Finally completed Day 3. ??

C8

I have seen people getting scared because of long and big articles, hence I have decided to write multiple small articles for each day instead of writing one big article. In each article, we will cover 1 or 2 or max 3 labs.

In this lab, we will explore Angular Services.

Note: Before you proceed, make sure that your TypeScript compiler is executing in watch mode, and your web server is running. If you forgot how to do it, go with day 2 again.

Complete Series

  1. Day 1 – Part 1
  2. Day 1 – Part 2
  3. Day 2
  4. Day 3
  5. Day 4 – Part 1
  6. Day 4 – Part 2
  7. Day 4 – Part 3
  8. Day 5 (Coming soon)
  9. Day 6 (Coming soon)
  10. Day 7 (Coming soon)
  11. Day 8 (Coming soon)
  12. Day 9 (Coming soon)
  13. Day 10 (Coming soon)

 

Introduction to Angular Services

In Angular, Services represents the injectable application logic.

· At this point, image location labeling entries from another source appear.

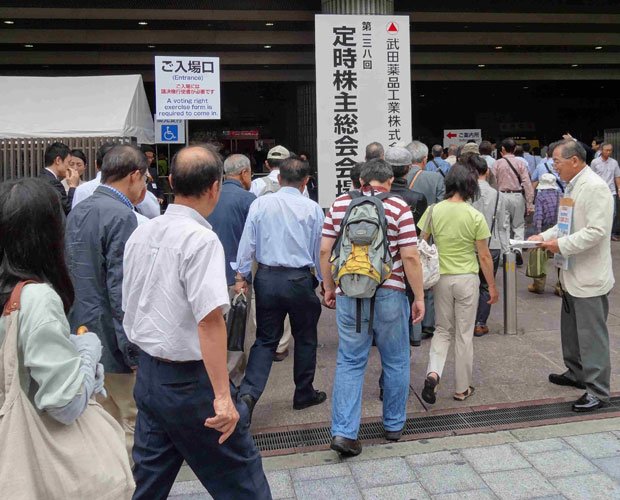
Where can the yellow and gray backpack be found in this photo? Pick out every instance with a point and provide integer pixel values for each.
(361, 259)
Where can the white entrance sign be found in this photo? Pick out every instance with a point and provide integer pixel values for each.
(363, 89)
(187, 88)
(461, 136)
(170, 131)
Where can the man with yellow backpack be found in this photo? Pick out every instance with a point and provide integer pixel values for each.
(368, 250)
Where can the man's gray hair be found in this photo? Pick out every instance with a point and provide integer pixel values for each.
(570, 148)
(418, 150)
(235, 164)
(376, 170)
(374, 150)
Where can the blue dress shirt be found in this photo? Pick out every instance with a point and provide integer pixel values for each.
(443, 165)
(228, 220)
(282, 229)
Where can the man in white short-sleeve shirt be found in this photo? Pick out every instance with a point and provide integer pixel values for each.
(174, 303)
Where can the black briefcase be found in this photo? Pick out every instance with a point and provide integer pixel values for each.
(236, 321)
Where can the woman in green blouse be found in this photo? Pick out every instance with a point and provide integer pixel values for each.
(62, 369)
(460, 232)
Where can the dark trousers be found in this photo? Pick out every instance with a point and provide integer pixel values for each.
(585, 342)
(484, 309)
(174, 400)
(282, 291)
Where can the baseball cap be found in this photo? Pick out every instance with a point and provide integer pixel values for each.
(470, 147)
(278, 153)
(547, 181)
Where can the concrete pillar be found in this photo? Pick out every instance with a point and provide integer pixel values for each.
(379, 7)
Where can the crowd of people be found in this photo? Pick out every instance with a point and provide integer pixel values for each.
(128, 306)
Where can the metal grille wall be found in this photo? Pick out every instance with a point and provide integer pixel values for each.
(25, 157)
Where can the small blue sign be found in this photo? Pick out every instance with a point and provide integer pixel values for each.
(169, 133)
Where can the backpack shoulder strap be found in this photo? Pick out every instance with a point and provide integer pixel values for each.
(414, 179)
(14, 302)
(515, 171)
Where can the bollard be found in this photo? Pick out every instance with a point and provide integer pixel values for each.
(510, 293)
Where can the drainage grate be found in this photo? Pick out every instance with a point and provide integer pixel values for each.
(321, 436)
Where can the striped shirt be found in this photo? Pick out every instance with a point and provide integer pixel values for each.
(401, 231)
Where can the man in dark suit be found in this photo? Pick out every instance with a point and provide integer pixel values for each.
(97, 230)
(57, 158)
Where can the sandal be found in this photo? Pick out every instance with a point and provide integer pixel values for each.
(464, 395)
(430, 388)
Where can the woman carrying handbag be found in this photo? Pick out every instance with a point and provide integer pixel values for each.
(56, 442)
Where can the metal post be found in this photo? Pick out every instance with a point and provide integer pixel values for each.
(510, 293)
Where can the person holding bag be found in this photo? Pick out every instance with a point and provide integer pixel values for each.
(57, 442)
(458, 230)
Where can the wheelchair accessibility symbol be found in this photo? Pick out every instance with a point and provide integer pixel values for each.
(169, 133)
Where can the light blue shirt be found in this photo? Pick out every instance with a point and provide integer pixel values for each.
(282, 229)
(148, 208)
(443, 165)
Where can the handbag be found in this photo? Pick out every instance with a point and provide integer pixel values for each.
(236, 322)
(429, 257)
(42, 458)
(537, 263)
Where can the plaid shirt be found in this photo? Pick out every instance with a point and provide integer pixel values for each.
(546, 209)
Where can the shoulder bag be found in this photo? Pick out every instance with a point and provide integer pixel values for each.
(42, 458)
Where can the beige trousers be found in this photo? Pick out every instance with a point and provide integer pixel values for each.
(120, 403)
(456, 300)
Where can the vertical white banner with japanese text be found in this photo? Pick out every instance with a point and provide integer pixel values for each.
(363, 92)
(187, 88)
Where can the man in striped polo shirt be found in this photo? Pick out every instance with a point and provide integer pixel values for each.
(390, 324)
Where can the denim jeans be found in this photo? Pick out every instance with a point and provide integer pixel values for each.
(391, 333)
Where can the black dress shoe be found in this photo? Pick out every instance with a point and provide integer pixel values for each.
(588, 402)
(393, 435)
(430, 387)
(345, 446)
(561, 379)
(250, 402)
(319, 397)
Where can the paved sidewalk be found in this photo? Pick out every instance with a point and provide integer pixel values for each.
(579, 460)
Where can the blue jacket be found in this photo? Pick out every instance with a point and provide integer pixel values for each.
(96, 232)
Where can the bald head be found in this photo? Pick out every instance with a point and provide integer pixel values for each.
(194, 170)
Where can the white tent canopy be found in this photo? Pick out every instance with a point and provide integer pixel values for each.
(85, 106)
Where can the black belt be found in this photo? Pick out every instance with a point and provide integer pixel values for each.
(164, 360)
(265, 267)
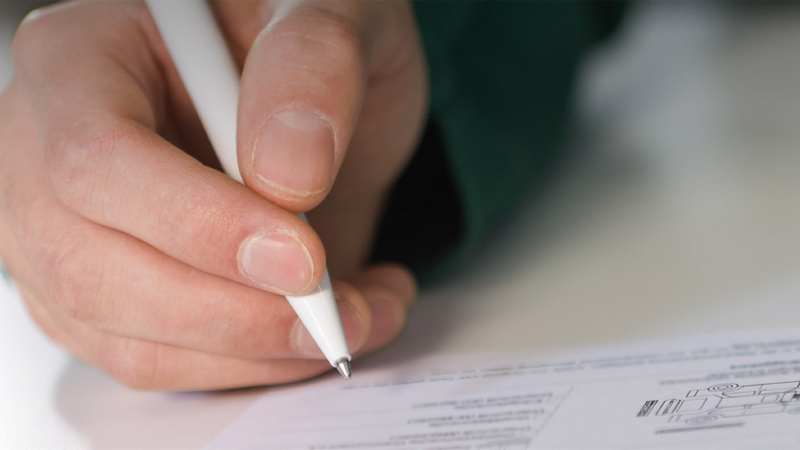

  • Technically, it will be a simple class encapsulating some king of logic. It can be any logic. It can be “a logic to make server call, a logic to create text file, logic to log messages”.
  • Injectable means – instances of those classes will not be created manually. Rather at run time, it will be created by Angular framework and make it available to other Application. This is called “Dependency Injection”.

Dependency injection or DI is not an Angular concept. It’s a design pattern. It says “Application will not create the Dependency instance. Instead, dependency instance will be injected into the application from outside by some Framework”. DI makes our application more loosely coupled and hence easy to test and extend in future. (After practical demonstration, it will be much clearer.)

All major technologies have support for implementing DI nowadays. These Technologies and frameworks have something called an “injector”. Injector at run time creates instance of dependency and make it available to the application.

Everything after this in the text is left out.